Page MenuHomePhabricator

[LLD] [COFF] Make sections with runtime pseudo relocations writable
AbandonedPublic

Authored by mstorsjo on Aug 29 2018, 12:48 PM.

Details

Reviewers
rnk
ruiu
pcc
Summary

If there are runtime pseudo relocations in a section that isn't writable, the relocation code will try to make the section writable first by calling VirtualProtect, and restore it to read only mode afterwards, before giving the control over to user code.

In Windows Store apps, the VirtualProtect function isn't allowed (and can be stubbed out with a dummy that just returns an error).

To avoid having to use this function, the linker can move all section chunks that require runtime relocations to a writable section. When moving data from .rdata to .data, this works ideally. If there are runtime pseudo relocs in the .text section though, we create a separate writable text section .wtext. As long as the compiler produces .refptr stubs from all variables that might be imported from another dll, we shouldn't ever need to make the text section writable.

Diff Detail

Event Timeline

mstorsjo created this revision.Aug 29 2018, 12:48 PM
rnk added a comment.Aug 29 2018, 1:57 PM

Won't this effectively move Itanium vtables into .data? That seems... dangerous.

In D51454#1218266, @rnk wrote:

Won't this effectively move Itanium vtables into .data? That seems... dangerous.

I'm not fluent enough in the itanium ABI to off-hand say what pointers there actually are there. For RTTI data, with the libc++ in a separate DLL, it'll at least need to make them writable for the type info vtable pointer (see D43184 for old discussion on that). And probably also for other cases if things are autoimported.

As long as nothing is autoimported and needs pseudo relocs, nothing is made writable.

If you feel this is generally something that one generally would want to avoid, we perhaps should make it an option instead. Then someone linking things for Windows Store/UWP configurations (where VirtualProtect is unusable) can enable it. For other cases, making things writable only for a short time on load while fixing relocations probably is better.

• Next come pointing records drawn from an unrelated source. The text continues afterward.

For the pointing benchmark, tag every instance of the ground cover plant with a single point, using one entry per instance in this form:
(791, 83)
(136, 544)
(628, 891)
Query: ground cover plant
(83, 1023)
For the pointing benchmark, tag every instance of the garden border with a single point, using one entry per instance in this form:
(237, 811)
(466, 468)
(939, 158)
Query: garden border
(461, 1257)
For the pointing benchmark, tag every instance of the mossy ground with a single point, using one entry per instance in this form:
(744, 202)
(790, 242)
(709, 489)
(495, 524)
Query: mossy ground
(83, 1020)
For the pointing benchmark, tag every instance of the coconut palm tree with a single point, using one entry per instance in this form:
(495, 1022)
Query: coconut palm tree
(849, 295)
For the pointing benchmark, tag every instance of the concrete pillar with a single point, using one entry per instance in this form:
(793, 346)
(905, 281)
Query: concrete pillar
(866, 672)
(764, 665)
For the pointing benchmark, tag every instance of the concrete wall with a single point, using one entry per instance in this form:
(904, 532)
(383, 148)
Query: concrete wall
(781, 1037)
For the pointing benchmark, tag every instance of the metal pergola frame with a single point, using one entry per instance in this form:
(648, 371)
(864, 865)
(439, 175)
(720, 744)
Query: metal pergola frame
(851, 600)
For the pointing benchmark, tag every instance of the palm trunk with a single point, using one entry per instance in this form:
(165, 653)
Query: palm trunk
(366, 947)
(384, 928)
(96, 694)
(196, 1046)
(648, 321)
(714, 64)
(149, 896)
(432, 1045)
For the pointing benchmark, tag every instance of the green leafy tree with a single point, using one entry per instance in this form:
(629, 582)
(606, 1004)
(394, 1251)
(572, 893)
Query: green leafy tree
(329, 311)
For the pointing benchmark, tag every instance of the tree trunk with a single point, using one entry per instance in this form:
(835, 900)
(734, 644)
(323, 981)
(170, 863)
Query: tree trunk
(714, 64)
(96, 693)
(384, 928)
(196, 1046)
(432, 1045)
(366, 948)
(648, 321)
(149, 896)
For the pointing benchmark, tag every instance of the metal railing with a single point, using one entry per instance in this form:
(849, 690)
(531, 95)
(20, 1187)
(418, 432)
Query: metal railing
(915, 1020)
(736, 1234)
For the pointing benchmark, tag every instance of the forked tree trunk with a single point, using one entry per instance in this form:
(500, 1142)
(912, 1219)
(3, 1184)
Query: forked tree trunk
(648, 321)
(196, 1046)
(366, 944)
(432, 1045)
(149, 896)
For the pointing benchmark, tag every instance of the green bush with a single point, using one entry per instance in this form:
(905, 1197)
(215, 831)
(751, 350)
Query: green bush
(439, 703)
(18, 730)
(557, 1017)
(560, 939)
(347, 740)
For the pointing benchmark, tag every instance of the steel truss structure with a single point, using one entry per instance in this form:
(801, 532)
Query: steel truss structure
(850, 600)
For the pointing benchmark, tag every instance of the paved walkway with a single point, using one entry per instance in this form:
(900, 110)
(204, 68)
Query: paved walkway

rnk added a comment.Aug 29 2018, 3:00 PM

I think the extra option is worth it. I expect regular old desktop apps are the common case for most users, and they'd rather have the improved security.

You can still use VirtualProtectFromApp with UWP; you just can't do W+X.

You can still use VirtualProtectFromApp with UWP; you just can't do W+X.

Oh, I'll look into that. As long as all references from code use refptr, that should be fine then, and we could drop this patch.

mstorsjo abandoned this revision.Aug 30 2018, 12:21 AM

You can still use VirtualProtectFromApp with UWP; you just can't do W+X.

Oh, I'll look into that. As long as all references from code use refptr, that should be fine then, and we could drop this patch.

Let's skip this patch, at least for now. VirtualProtectFromApp isn't available for Win8.x Store Apps though, but I don't know if that really is an issue for anybody.

What we could add, though, is a warning if there are runtime pseudo relocs in executable sections.